Understanding FINRA BrokerCheck
FINRA BrokerCheck contains information on approximately 3,500 brokerage firms, 160,000 branch offices, and 625,000 registered securities representatives and is an explanatory tool that shows how to properly use and manage the information provided. With FINRA BrokerCheck, an investor can find a firm's history, learn of any indiscretions and locate and identify popular choices among investors.
What Information Does FINRA BrokerCheck Provide?
For brokers currently registered with FINRA or at some time within the last 10 years, FINRA BrokerCheck provides:
- A report summary of a broker and their credentials.
- Broker qualifications, such as current registrations or licenses, including exams that they have passed.
- Registration and employment history including a list of securities firms with whom a broker is registered or was previously registered.
- Disclosures regarding criminal, regulatory, civil judicial, or customer complaint activity.
BrokerCheck provides information on investment firms including:
- A report summary of a firm and its history.
- A firm profile detailing its leadership and ownership.
- A firm's history of acquisitions, mergers, or name changes.
- An operations section that includes the firm's licenses and registrations, what kind of business it engages in, and operational disclosures.
- A disclosures section that includes information on arbitration awards, disciplinary events, and financial matters.
BrokerCheck does not contain any information that has not been disclosed to the CRD system, personal or confidential information, or judgments or liens.

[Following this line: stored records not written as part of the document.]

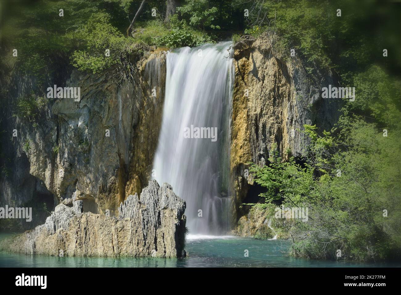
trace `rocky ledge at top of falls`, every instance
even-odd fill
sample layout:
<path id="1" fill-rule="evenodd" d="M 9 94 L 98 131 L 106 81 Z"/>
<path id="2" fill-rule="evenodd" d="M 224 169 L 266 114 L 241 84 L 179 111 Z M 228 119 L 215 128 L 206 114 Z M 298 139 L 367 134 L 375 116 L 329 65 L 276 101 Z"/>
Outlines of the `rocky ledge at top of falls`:
<path id="1" fill-rule="evenodd" d="M 0 250 L 68 256 L 186 256 L 185 202 L 171 186 L 149 181 L 130 195 L 118 217 L 82 212 L 82 201 L 56 206 L 44 224 L 0 242 Z"/>

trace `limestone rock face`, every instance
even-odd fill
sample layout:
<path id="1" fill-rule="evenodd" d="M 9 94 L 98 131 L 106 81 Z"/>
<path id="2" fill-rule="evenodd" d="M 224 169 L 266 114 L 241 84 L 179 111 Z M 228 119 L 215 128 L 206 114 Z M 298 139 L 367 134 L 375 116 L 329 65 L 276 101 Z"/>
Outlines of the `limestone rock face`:
<path id="1" fill-rule="evenodd" d="M 237 220 L 249 211 L 240 209 L 244 199 L 253 197 L 245 202 L 257 202 L 260 192 L 249 195 L 253 181 L 245 172 L 247 163 L 266 164 L 273 143 L 283 159 L 302 156 L 309 143 L 301 132 L 304 125 L 330 130 L 342 104 L 340 99 L 322 97 L 323 87 L 338 84 L 331 71 L 308 64 L 298 56 L 282 58 L 273 47 L 263 34 L 234 46 L 230 162 Z M 241 222 L 238 226 L 242 226 Z M 237 231 L 241 234 L 242 230 Z M 245 231 L 253 234 L 252 230 Z"/>
<path id="2" fill-rule="evenodd" d="M 2 241 L 0 250 L 68 256 L 186 255 L 185 202 L 168 184 L 150 181 L 140 200 L 136 194 L 121 204 L 118 218 L 79 212 L 79 202 L 57 205 L 44 224 Z"/>
<path id="3" fill-rule="evenodd" d="M 18 73 L 9 81 L 0 77 L 10 118 L 0 120 L 6 131 L 0 134 L 0 166 L 9 170 L 0 178 L 0 206 L 33 204 L 32 222 L 15 220 L 22 229 L 43 223 L 47 211 L 73 196 L 84 212 L 116 216 L 122 202 L 146 186 L 161 122 L 165 54 L 158 49 L 138 58 L 129 81 L 68 67 L 41 83 Z M 47 88 L 54 85 L 80 87 L 80 100 L 47 98 Z M 14 117 L 13 106 L 31 93 L 43 99 L 34 118 Z"/>

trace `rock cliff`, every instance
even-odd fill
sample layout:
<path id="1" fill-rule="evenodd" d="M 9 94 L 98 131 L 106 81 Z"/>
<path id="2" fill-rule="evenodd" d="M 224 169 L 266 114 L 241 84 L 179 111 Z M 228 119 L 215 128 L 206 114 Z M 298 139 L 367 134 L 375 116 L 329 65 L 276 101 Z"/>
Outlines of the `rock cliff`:
<path id="1" fill-rule="evenodd" d="M 239 221 L 235 232 L 252 236 L 255 230 L 245 230 L 244 218 L 239 220 L 248 216 L 249 207 L 241 205 L 257 202 L 263 188 L 247 176 L 247 164 L 266 164 L 273 143 L 284 159 L 302 156 L 309 143 L 302 132 L 304 125 L 330 129 L 341 102 L 321 97 L 322 87 L 336 83 L 330 71 L 297 56 L 288 59 L 275 54 L 265 34 L 241 41 L 234 48 L 231 168 Z"/>
<path id="2" fill-rule="evenodd" d="M 0 206 L 32 207 L 34 215 L 31 222 L 13 221 L 33 228 L 73 195 L 83 212 L 113 216 L 127 196 L 140 192 L 150 179 L 158 137 L 165 55 L 151 51 L 122 83 L 72 69 L 44 83 L 18 73 L 2 79 L 8 119 L 0 120 L 0 167 L 7 173 L 0 177 Z M 79 87 L 80 100 L 48 99 L 44 85 Z M 15 115 L 18 102 L 30 95 L 41 99 L 40 107 L 29 118 Z"/>
<path id="3" fill-rule="evenodd" d="M 130 195 L 118 218 L 83 213 L 82 200 L 61 203 L 45 224 L 0 242 L 0 250 L 67 256 L 182 257 L 186 231 L 185 202 L 155 180 L 140 199 Z"/>

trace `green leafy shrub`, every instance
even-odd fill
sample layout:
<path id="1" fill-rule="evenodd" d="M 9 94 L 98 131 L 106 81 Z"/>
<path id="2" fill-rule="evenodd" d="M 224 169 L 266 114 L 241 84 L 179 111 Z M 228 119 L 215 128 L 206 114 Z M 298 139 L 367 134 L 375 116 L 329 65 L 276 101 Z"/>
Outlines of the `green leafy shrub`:
<path id="1" fill-rule="evenodd" d="M 132 52 L 132 38 L 126 38 L 110 24 L 110 16 L 100 12 L 93 14 L 77 30 L 86 48 L 76 51 L 71 57 L 73 64 L 81 71 L 93 73 L 113 65 L 121 65 L 122 59 Z M 106 51 L 110 56 L 106 56 Z"/>
<path id="2" fill-rule="evenodd" d="M 37 97 L 33 93 L 20 97 L 17 99 L 15 111 L 12 116 L 34 122 L 40 112 L 44 109 L 47 103 L 47 99 Z"/>

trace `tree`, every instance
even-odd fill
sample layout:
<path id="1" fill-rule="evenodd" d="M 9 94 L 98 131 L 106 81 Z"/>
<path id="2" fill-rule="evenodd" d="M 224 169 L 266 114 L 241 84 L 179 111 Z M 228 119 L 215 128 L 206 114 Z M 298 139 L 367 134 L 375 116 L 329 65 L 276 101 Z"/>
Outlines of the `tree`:
<path id="1" fill-rule="evenodd" d="M 140 6 L 139 8 L 138 8 L 138 10 L 137 11 L 136 13 L 135 14 L 135 16 L 134 17 L 134 18 L 132 19 L 132 21 L 131 21 L 131 24 L 130 24 L 130 26 L 129 26 L 128 28 L 127 29 L 127 36 L 129 36 L 130 34 L 131 34 L 131 32 L 132 31 L 132 28 L 134 27 L 134 24 L 139 16 L 139 15 L 141 14 L 141 12 L 142 12 L 142 10 L 143 10 L 144 7 L 145 7 L 145 4 L 146 3 L 147 1 L 147 0 L 142 0 L 142 2 L 141 3 L 141 5 Z"/>
<path id="2" fill-rule="evenodd" d="M 180 6 L 180 0 L 167 0 L 167 6 L 166 10 L 166 18 L 164 22 L 168 21 L 170 16 L 175 14 L 177 7 Z"/>

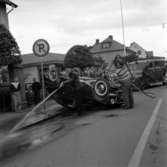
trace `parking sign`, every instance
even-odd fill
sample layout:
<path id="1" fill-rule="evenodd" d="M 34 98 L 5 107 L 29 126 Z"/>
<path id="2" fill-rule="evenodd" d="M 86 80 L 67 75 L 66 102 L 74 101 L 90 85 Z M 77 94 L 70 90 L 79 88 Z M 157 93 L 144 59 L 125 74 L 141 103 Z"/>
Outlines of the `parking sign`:
<path id="1" fill-rule="evenodd" d="M 44 39 L 38 39 L 33 44 L 33 53 L 35 56 L 44 57 L 49 53 L 49 43 Z"/>

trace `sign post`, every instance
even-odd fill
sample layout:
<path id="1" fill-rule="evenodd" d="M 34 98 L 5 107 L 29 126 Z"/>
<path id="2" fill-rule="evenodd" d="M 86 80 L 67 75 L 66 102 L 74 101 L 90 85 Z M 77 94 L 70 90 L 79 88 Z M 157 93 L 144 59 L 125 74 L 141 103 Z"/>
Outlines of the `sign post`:
<path id="1" fill-rule="evenodd" d="M 44 61 L 43 57 L 49 53 L 49 43 L 44 39 L 38 39 L 33 44 L 33 53 L 35 56 L 41 57 L 41 80 L 42 80 L 42 98 L 45 98 L 45 83 L 44 83 Z"/>

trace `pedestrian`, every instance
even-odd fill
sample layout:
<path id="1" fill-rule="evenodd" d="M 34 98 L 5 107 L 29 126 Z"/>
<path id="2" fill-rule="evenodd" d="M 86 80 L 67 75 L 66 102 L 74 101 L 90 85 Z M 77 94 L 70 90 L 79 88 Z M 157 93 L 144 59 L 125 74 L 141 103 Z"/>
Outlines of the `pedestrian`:
<path id="1" fill-rule="evenodd" d="M 20 96 L 20 83 L 17 77 L 14 78 L 10 84 L 10 91 L 12 96 L 12 110 L 14 112 L 21 110 L 21 96 Z"/>
<path id="2" fill-rule="evenodd" d="M 122 107 L 125 109 L 133 108 L 134 98 L 131 86 L 131 74 L 126 66 L 126 62 L 120 55 L 117 55 L 113 61 L 113 64 L 116 68 L 115 72 L 116 78 L 122 88 L 122 96 L 123 96 Z"/>
<path id="3" fill-rule="evenodd" d="M 38 104 L 41 100 L 41 96 L 40 96 L 41 84 L 39 81 L 37 81 L 36 78 L 33 78 L 32 91 L 34 94 L 34 103 Z"/>

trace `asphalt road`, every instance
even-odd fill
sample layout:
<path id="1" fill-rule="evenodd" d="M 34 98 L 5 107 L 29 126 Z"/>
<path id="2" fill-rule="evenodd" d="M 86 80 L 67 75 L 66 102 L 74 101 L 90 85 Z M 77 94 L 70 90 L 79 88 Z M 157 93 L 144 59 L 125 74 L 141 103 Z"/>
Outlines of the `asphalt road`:
<path id="1" fill-rule="evenodd" d="M 31 136 L 34 145 L 14 152 L 15 156 L 2 161 L 0 166 L 167 166 L 167 90 L 159 87 L 147 91 L 157 98 L 135 93 L 135 108 L 131 110 L 100 110 L 83 117 L 69 116 L 17 134 L 19 143 L 25 136 Z"/>

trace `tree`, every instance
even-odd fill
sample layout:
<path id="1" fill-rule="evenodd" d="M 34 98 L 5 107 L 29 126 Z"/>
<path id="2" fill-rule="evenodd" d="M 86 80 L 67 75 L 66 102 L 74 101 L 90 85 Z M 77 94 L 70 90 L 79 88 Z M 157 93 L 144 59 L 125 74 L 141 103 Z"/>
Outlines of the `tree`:
<path id="1" fill-rule="evenodd" d="M 84 69 L 94 65 L 94 59 L 88 47 L 75 45 L 66 54 L 64 66 L 67 68 L 79 67 Z"/>
<path id="2" fill-rule="evenodd" d="M 12 34 L 0 24 L 0 66 L 21 63 L 20 55 L 19 47 Z"/>

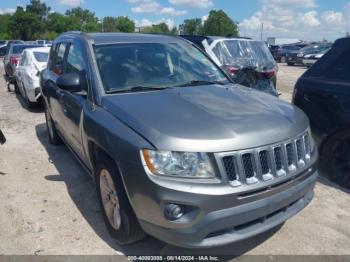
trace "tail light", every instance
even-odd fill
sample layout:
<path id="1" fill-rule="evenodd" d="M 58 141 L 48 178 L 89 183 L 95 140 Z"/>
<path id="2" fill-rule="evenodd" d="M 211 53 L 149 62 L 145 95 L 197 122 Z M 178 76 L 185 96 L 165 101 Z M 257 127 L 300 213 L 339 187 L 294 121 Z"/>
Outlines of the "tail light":
<path id="1" fill-rule="evenodd" d="M 272 77 L 276 76 L 277 70 L 276 69 L 272 69 L 272 70 L 269 70 L 269 71 L 265 71 L 263 74 L 267 78 L 272 78 Z"/>
<path id="2" fill-rule="evenodd" d="M 10 64 L 11 65 L 18 65 L 19 59 L 16 56 L 11 56 L 10 57 Z"/>
<path id="3" fill-rule="evenodd" d="M 238 68 L 233 67 L 233 66 L 226 66 L 226 70 L 230 75 L 235 75 L 239 71 Z"/>

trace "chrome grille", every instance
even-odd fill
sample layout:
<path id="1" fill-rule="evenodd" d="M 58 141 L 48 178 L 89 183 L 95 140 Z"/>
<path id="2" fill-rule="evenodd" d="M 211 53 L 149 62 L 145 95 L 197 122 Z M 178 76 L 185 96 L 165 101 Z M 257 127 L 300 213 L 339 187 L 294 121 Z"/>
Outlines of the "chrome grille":
<path id="1" fill-rule="evenodd" d="M 244 173 L 247 178 L 255 176 L 252 154 L 242 155 Z"/>
<path id="2" fill-rule="evenodd" d="M 270 173 L 267 150 L 263 150 L 259 152 L 259 160 L 261 165 L 261 173 L 263 175 Z"/>
<path id="3" fill-rule="evenodd" d="M 284 143 L 222 155 L 223 168 L 232 185 L 255 184 L 304 167 L 311 158 L 310 137 L 305 132 Z"/>
<path id="4" fill-rule="evenodd" d="M 236 165 L 235 165 L 235 159 L 232 156 L 226 156 L 222 159 L 224 163 L 224 167 L 226 170 L 226 174 L 229 178 L 229 180 L 237 180 L 237 171 L 236 171 Z"/>
<path id="5" fill-rule="evenodd" d="M 287 150 L 287 163 L 288 166 L 292 166 L 294 164 L 294 148 L 293 144 L 289 143 L 286 145 L 286 150 Z"/>
<path id="6" fill-rule="evenodd" d="M 275 147 L 274 148 L 274 159 L 276 163 L 276 170 L 282 170 L 283 169 L 283 162 L 282 162 L 282 147 Z"/>

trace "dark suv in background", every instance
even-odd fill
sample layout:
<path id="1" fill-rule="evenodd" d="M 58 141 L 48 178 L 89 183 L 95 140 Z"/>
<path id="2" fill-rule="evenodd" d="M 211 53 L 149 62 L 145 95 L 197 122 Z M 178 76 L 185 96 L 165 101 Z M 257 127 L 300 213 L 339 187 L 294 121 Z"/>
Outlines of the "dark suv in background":
<path id="1" fill-rule="evenodd" d="M 265 232 L 313 197 L 309 121 L 235 85 L 188 41 L 65 33 L 41 73 L 48 136 L 96 182 L 120 244 L 148 233 L 213 247 Z"/>
<path id="2" fill-rule="evenodd" d="M 287 64 L 293 65 L 303 65 L 303 60 L 305 55 L 318 54 L 332 47 L 332 43 L 320 43 L 306 46 L 300 49 L 298 52 L 293 52 L 287 55 Z"/>
<path id="3" fill-rule="evenodd" d="M 293 56 L 298 53 L 300 49 L 307 46 L 307 44 L 299 44 L 299 45 L 283 45 L 274 54 L 274 58 L 277 62 L 287 63 L 288 56 Z"/>
<path id="4" fill-rule="evenodd" d="M 235 83 L 278 96 L 278 66 L 265 42 L 221 36 L 181 37 L 205 51 Z"/>
<path id="5" fill-rule="evenodd" d="M 350 188 L 350 38 L 337 40 L 302 75 L 293 103 L 310 118 L 325 172 Z"/>

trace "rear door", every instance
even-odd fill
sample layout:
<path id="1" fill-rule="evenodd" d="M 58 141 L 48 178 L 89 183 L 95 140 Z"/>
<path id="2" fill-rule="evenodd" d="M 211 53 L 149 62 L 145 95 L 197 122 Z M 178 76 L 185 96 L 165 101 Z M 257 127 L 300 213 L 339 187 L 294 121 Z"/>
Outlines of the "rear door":
<path id="1" fill-rule="evenodd" d="M 87 56 L 85 48 L 79 43 L 72 41 L 67 47 L 67 58 L 65 60 L 64 74 L 77 73 L 81 76 L 83 91 L 79 93 L 71 93 L 62 91 L 61 106 L 64 113 L 64 124 L 66 139 L 72 149 L 84 159 L 82 146 L 82 123 L 83 123 L 83 108 L 86 106 L 87 100 Z"/>
<path id="2" fill-rule="evenodd" d="M 27 52 L 23 52 L 22 54 L 22 58 L 21 58 L 21 61 L 19 62 L 17 68 L 16 68 L 16 72 L 15 72 L 15 77 L 16 77 L 16 81 L 17 81 L 17 85 L 19 87 L 19 90 L 22 94 L 22 96 L 24 97 L 24 87 L 23 87 L 23 74 L 24 74 L 24 66 L 27 62 Z"/>
<path id="3" fill-rule="evenodd" d="M 64 138 L 65 132 L 65 108 L 62 107 L 64 92 L 57 86 L 57 78 L 63 74 L 68 43 L 60 42 L 52 47 L 48 69 L 42 73 L 42 92 L 46 98 L 46 105 L 56 128 Z"/>

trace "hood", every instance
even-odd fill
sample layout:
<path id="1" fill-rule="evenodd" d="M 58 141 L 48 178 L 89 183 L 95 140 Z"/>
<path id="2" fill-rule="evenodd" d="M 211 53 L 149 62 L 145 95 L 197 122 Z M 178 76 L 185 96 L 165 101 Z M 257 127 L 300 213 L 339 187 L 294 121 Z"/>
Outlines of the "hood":
<path id="1" fill-rule="evenodd" d="M 102 106 L 156 148 L 223 152 L 272 144 L 305 131 L 301 110 L 239 85 L 114 94 Z"/>

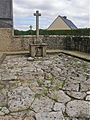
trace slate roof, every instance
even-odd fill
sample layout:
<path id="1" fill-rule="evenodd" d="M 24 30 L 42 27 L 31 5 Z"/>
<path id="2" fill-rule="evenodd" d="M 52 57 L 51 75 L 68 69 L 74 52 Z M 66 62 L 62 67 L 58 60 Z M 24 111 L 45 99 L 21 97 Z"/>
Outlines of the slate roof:
<path id="1" fill-rule="evenodd" d="M 72 23 L 72 21 L 68 20 L 65 16 L 59 16 L 71 29 L 77 29 L 77 27 Z"/>
<path id="2" fill-rule="evenodd" d="M 0 18 L 12 19 L 12 0 L 0 0 Z"/>
<path id="3" fill-rule="evenodd" d="M 13 25 L 0 21 L 0 28 L 12 28 Z"/>

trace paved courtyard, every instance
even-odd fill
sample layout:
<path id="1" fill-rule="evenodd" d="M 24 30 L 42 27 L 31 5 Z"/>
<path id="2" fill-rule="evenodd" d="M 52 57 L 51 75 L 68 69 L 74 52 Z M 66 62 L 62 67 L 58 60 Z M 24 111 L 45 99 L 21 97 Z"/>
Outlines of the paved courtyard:
<path id="1" fill-rule="evenodd" d="M 0 66 L 0 120 L 89 120 L 90 63 L 64 54 L 7 56 Z"/>

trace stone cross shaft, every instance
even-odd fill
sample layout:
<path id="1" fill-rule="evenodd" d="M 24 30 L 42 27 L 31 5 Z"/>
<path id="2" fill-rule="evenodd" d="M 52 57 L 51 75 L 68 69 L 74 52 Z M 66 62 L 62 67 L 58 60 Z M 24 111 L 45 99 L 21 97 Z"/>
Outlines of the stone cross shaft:
<path id="1" fill-rule="evenodd" d="M 39 11 L 36 11 L 36 13 L 34 13 L 34 16 L 36 16 L 36 38 L 38 40 L 39 38 L 39 16 L 41 16 L 41 14 L 39 13 Z"/>

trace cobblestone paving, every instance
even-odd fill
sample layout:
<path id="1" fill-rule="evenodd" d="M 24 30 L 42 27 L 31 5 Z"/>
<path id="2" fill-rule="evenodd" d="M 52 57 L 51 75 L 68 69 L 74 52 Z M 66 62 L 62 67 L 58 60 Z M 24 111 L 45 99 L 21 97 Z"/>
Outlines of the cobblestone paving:
<path id="1" fill-rule="evenodd" d="M 60 54 L 7 56 L 0 66 L 0 120 L 89 120 L 90 63 Z"/>

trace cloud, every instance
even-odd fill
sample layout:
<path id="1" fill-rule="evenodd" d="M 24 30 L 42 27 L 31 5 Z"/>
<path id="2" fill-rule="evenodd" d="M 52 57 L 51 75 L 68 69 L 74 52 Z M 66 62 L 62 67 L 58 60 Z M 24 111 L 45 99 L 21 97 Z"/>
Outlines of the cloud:
<path id="1" fill-rule="evenodd" d="M 35 29 L 36 10 L 42 13 L 40 28 L 46 29 L 58 15 L 67 16 L 77 27 L 90 27 L 89 0 L 14 0 L 13 6 L 14 27 L 18 29 L 28 29 L 30 24 Z"/>

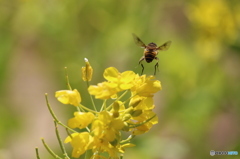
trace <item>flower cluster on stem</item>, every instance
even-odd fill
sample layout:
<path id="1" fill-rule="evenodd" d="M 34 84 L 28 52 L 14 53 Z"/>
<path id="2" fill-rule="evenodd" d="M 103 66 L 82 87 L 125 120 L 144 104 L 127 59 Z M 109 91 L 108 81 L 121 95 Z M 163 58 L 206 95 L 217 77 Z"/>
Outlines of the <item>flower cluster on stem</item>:
<path id="1" fill-rule="evenodd" d="M 133 71 L 120 73 L 109 67 L 103 73 L 106 81 L 90 85 L 93 69 L 87 59 L 85 62 L 82 79 L 87 83 L 92 106 L 84 106 L 79 91 L 72 89 L 67 81 L 69 89 L 57 91 L 55 97 L 62 104 L 73 105 L 77 109 L 67 125 L 52 115 L 57 124 L 68 130 L 64 142 L 71 144 L 72 157 L 79 158 L 85 154 L 89 159 L 100 159 L 107 153 L 108 158 L 122 158 L 127 147 L 135 146 L 131 143 L 133 137 L 148 132 L 158 123 L 153 112 L 153 96 L 161 90 L 161 83 L 154 76 L 139 76 Z M 95 105 L 96 99 L 102 100 L 101 106 Z M 129 137 L 123 139 L 123 133 Z"/>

For more, see the FINRA BrokerCheck informational page and FAQs.
FINRA BrokerCheck Additional Resources
In addition to BrokerCheck, individuals considering hiring a broker or investment adviser should search the resources of their state securities regulators, which also oversee and may require the registration of brokers or advisers. FINRA also provides two additional supplementary databases: FINRA Arbitration Awards Online and FINRA Disciplinary Actions Online.
How Often Is BrokerCheck Updated?
Registered brokers and brokerage firms are required to update their professional and disciplinary information in the Central Registration Depository, CRD, within 30 days and information is available in BrokerCheck the next business day.
What If My Broker Has Complaints Listed on BrokerCheck?
Brokers are required to notify FINRA of customer complaints that allege misconduct related to the sale of financial products, even if the allegations are without merit. It is advisable to consider how many complaints the broker has received, over what period, and whether the claim alleges specific acts of misconduct by the broker, like unauthorized trading, or the unexpected failed investment product. A broker is allowed to provide comments and the investor should review those comments on the nature of the complaint. An investor can also ask the firm, broker, or the firm’s compliance department about the complaint.
How Can I Request a BrokerCheck Report?
FINRA BrokerCheck reports are free both online and by mail. FINRA will collect personal information only in those situations where a request is made that a BrokerCheck report is mailed.